Awal
terjadinya desa adalah terdiri dari beberapa fase yaitu :
a. Penduduk Pertama
Desa
Guguk merupakan salah satu desa tua di Kecamatan Renah Pembarap (pemekaran dari
Kecamatan Sungai Manau), Kabupaten Merangin, Provinsi Jambi, yang terbentuk sejak sebelum
masa penjajahan Belanda, dengan nama Pelegai Panjang. Menurut keterangan sejarah orang tua
dulu, seseorang yang bernama Syeh Rajo
dan istrinya bernama Puti Gando Ayu mereka mempunyai anak yang
bernama Puti Mayang Sari, keluarga
ini berasal dari jawa mataram. Waktu itu beliau bermunkim di Renah Mangka-i yang terletak di seberang Dusun
Kungkai di ilir Teluk Wang. Dari ilir Teluk Wang beliau pindah lagi menyusuri
air sungai sirih yang kini bernama sungai merangin mereka mencari tempat yang
aman, baik dari segi makanan maupun dari segi sosial.
Habis hari berganti hari menyusuri sungai sirih tersebut sehingga beliau
sampailah keteluk air disungai sirih yang sekarang terletak di seberang dusun
guguk, mereka berasumsi bahwa di Teluk sungai Sirih ini bagus untuk membuat umu
atau ladang dan tempat yang sangat aman untuk membuat pedukuh atau perkumpulan.

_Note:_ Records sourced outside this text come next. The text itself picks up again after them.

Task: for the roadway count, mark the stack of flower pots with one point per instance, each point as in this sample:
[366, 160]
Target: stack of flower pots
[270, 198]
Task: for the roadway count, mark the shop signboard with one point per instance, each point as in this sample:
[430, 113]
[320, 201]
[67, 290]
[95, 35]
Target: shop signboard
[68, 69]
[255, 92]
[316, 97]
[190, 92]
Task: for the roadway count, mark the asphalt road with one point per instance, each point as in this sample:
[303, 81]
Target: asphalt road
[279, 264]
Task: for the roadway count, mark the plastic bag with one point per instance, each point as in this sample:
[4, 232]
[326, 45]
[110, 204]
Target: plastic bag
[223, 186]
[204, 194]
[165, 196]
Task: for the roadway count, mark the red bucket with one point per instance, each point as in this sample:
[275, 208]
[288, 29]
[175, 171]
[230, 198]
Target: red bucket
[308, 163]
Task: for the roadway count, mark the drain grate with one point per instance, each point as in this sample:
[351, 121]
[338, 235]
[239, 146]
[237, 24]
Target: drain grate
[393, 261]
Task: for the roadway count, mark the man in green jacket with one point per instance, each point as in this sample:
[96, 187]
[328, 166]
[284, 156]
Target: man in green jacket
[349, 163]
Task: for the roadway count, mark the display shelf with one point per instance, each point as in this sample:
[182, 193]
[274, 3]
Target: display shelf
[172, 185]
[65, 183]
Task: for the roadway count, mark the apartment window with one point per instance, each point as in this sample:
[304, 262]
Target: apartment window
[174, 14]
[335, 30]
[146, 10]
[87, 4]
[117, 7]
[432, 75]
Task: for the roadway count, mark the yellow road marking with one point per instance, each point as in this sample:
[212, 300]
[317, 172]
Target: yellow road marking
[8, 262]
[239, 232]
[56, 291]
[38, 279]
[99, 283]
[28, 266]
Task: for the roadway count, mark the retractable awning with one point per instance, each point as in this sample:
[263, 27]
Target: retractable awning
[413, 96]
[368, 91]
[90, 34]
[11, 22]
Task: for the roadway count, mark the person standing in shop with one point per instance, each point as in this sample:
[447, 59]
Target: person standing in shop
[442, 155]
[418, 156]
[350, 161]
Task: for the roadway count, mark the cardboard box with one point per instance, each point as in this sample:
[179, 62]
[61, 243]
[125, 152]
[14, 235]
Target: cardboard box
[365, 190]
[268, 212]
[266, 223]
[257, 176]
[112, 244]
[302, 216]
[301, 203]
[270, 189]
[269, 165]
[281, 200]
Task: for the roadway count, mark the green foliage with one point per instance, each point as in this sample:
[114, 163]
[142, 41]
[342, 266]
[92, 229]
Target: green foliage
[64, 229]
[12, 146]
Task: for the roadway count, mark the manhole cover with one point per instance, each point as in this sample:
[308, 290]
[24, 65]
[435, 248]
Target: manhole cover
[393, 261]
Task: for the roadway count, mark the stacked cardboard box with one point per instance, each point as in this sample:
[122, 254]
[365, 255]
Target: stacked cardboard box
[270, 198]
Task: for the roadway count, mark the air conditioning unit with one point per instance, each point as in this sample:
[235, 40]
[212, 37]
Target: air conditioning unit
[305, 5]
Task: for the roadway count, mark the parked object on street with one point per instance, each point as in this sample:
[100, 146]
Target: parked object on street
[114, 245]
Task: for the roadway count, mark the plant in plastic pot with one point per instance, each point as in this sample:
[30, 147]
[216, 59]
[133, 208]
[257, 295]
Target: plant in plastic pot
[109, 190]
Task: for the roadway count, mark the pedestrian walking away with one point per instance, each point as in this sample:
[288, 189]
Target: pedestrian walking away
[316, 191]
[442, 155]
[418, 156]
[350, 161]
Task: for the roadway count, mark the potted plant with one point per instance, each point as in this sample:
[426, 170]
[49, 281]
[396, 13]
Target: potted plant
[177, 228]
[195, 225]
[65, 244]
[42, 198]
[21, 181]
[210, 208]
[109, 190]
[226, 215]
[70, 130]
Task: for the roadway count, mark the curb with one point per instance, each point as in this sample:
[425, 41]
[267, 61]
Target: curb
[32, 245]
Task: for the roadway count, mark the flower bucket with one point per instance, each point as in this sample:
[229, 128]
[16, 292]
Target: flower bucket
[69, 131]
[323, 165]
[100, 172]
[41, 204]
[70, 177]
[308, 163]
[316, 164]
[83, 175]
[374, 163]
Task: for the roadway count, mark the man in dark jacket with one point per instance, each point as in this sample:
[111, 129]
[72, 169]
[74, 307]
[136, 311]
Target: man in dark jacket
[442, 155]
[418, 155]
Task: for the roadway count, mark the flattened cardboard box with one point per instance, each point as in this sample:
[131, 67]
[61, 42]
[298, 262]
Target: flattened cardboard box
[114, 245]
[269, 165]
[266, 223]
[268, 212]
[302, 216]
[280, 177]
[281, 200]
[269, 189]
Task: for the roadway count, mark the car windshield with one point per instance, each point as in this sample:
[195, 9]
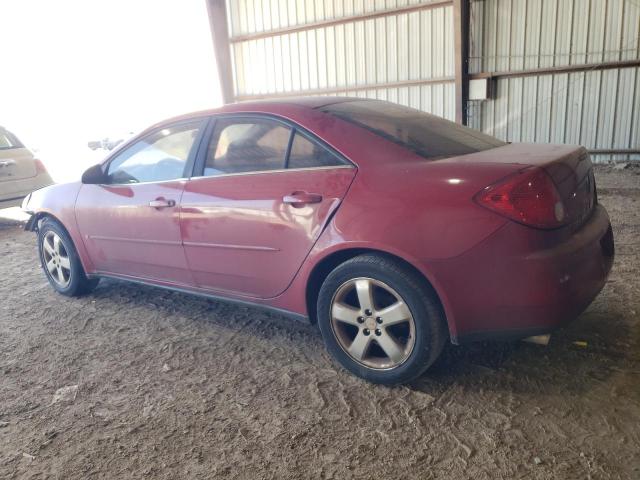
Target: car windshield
[8, 140]
[427, 135]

Waktu itu teluk sungai sirih, tempatnya
masih rimbo ganu (banyak hutan) sama sekali belum dijamah manusia. Setelah
Syeh rajo dan anak istrinya tinggal
diteluk sirih beliau mulai membuat pedukuh (perkumpulan) dan perkumpulan itu
hidupnya rukun dan damai. Menurut pepatah adat : teluk tenang rantau selesai,
air jernih ikannyo jinak, rumput mudo kerbau nya gemuk, bumi subur padi menjadi, rakyat seluko
sekato! dari perkumpulan itu banyak warga mencari ikan dan berladang disungai
nilo yang menggunakan perahu.
b. Terbentuknya Perkampungan
Dari perkembangan itu,
Syeh Rajo mengadakan rapat untuk bermusyawarah hendak mendirikan gedung nan
sebuah ( sebuah rumah) tempat rapat kecik (untuk pertemuan kecil) rapat gedang
(untuk pertemuan besar). Pada tahun 1150 M perkumpulan tersebut langsung diberi
nama paligai panjang, arti dari paligai panjang adalah orang yang menggunakan
tongkat untuk mengerakkan perahu dari
sungai nilo sampai ke ujung tanjung yang berada didekat teluk sirih, maka
dinamakanlah dusun tersebut dusun paligai panjang.
Setelah itu Sultan Mudo Lurah berserta
isteri bernama Meh Bulan yang berasal dari Pagaruyung Sumatera Barat. Dimasa
itu beliau bermukiman di Ujung Tanjung muara Sekiau yang sekarang disebut
dengan Desa Tamiai,
dari situ beliau pindah lagi pada tahun 1160 SM beliau mengilir batang
air sungai sirih yang bernama sekarang sungai Batang Merangin, untuk mengilir sungai tersebut menggunakan sebuah rakit bambu. Hari berganti
hari, maka sampailah mereka ketempat sungai malindan, disinilah mereka
berkebun-kebun atau berladang dan dari perkembangan itu Sultan Mudo Lurah
mendapat keturunan yang bernama Meh Cayo ,
Setelah anak dari sultan mudo ini besar
lalu anaknya menikah dengan seseorang yang bernama Bujang Banyak. Meh Cayo beserta suami pindah kesungai
beringin yang sekarang dinamakan tepian sungai yang terletak didusun guguk,
waktu itu sungai beringin masih terdapat banyak hutan dan buah-buahan hutan
sangat lebat, rotan dan akar melambai keseberang sungai. Maka oleh sebab itu
hubungan Jalan dari Sungai Sirih ke Bangko dan Ke Sungai Penuh masih menempuh
Rimba dan berjalankan kaki. Waktu itu
Bujang banyak beserta istrinya Meh Cayo mulai membuat talang atau ladang
bersama warga secara ber Guguk-Guguk atau secara berkumpul (berdekatan) yang
berlandasan dengan kedamaian. Maka dibuatlah nama kawasan sungai beringin
menjadi kawasan Dusun Guguk dan diperbesarkan lagi Menjadi desa Guguk.